Technical requirements
The code for this chapter is available here: https://github.com/PacktPublishing/Unlocking-Data-with-Generative-AI-and-RAG/tree/main/Chapter_02
You will need to run this chapter’s code in an environment that’s been set up to run Jupyter notebooks. Experience with Jupyter notebooks is a prerequisite for using this book, and it is too difficult to cover it in a short amount of text. There are numerous ways to set up a notebook environment. There are online versions, versions you can download, notebook environments that universities provide students, and different interfaces you can use. If you are doing this at a company, they will likely have an environment you will want to get familiar with. Each of these options takes very different instructions to set up, and those instructions change often. If you need to brush up on your knowledge about this type of environment, you can start on the Jupyter website: https://docs.jupyter.org/en/latest/. Start here, then ask your favorite LLM for more help to get your environment set up.

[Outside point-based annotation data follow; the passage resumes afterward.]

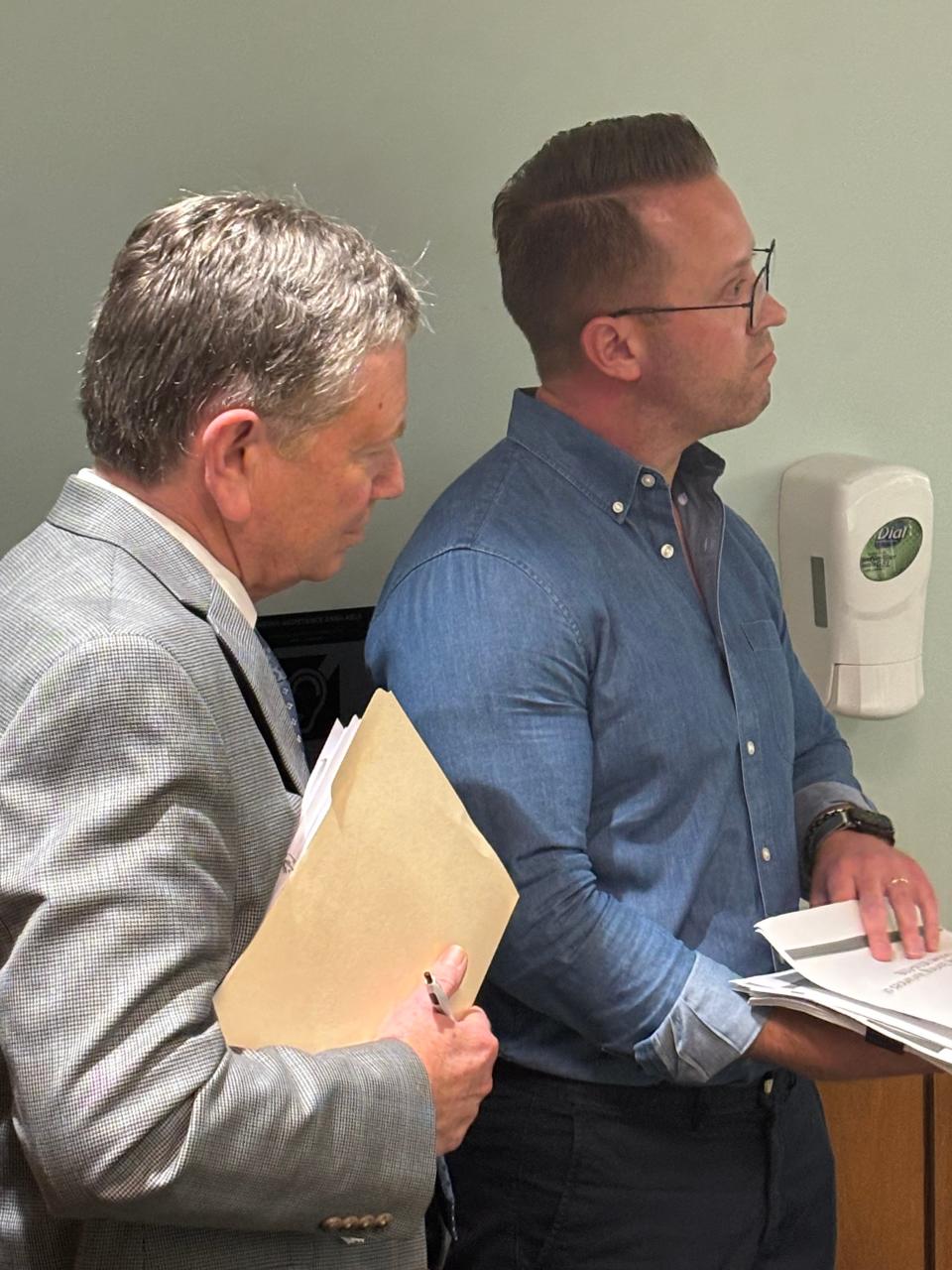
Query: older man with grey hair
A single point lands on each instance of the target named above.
(244, 391)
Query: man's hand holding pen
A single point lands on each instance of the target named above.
(457, 1053)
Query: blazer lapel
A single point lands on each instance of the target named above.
(93, 512)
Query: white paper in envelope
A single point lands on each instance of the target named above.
(828, 947)
(395, 873)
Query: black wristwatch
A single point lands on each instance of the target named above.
(843, 816)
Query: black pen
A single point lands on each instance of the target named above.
(440, 1001)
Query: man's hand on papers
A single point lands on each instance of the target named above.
(852, 865)
(458, 1056)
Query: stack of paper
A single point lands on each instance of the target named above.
(901, 1003)
(385, 871)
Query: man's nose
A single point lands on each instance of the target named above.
(391, 483)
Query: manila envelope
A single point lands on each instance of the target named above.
(394, 874)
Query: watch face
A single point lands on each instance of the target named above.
(871, 821)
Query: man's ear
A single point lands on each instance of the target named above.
(613, 347)
(230, 448)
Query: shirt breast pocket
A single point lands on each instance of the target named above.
(774, 697)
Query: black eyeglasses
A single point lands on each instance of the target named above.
(754, 307)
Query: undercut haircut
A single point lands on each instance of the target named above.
(234, 300)
(566, 226)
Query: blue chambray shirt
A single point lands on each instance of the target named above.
(643, 757)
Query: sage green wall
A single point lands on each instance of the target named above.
(832, 119)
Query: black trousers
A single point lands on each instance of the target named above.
(562, 1175)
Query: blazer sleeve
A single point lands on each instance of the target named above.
(118, 875)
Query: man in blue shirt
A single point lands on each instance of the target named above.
(594, 649)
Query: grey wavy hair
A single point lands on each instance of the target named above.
(226, 300)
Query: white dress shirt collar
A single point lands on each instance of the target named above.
(226, 579)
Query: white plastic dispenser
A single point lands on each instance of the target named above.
(856, 550)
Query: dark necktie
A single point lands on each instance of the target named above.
(284, 684)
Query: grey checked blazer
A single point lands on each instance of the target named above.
(144, 816)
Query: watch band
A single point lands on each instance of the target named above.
(842, 816)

What do I use? When I use my Chromebook, often when I am traveling, I use a notebook set up in one of the cloud environments. I prefer Google Colab or their Colab Enterprise notebooks, which you can find in the Vertex AI section of Google Cloud Platform. But these environments cost money, often exceeding $20 a month if you are active. If you are as active as me, it can exceed $1,000 per month!
As a cost-effective alternative for when I am that active, I use Docker Desktop on my Mac, which hosts a Kubernetes cluster locally, and set up my notebook environment in the cluster. All these approaches have several environmental requirements that are often changing. It is best to do a little research and figure out what works best for your situation. There are similar solutions for Windows-based computers.
Ultimately, the primary requirement is to find an environment in which you can run a Jupyter notebook using Python 3. The code we will provide will indicate what other packages you will need to install.
Note
All of this code assumes you are working in a Jupyter notebook. You could do this directly in a Python file (.py
), but you may have to change some of it. Running this in a notebook gives you the ability to step through it cell by cell and see what happens at each point to better understand the entire process.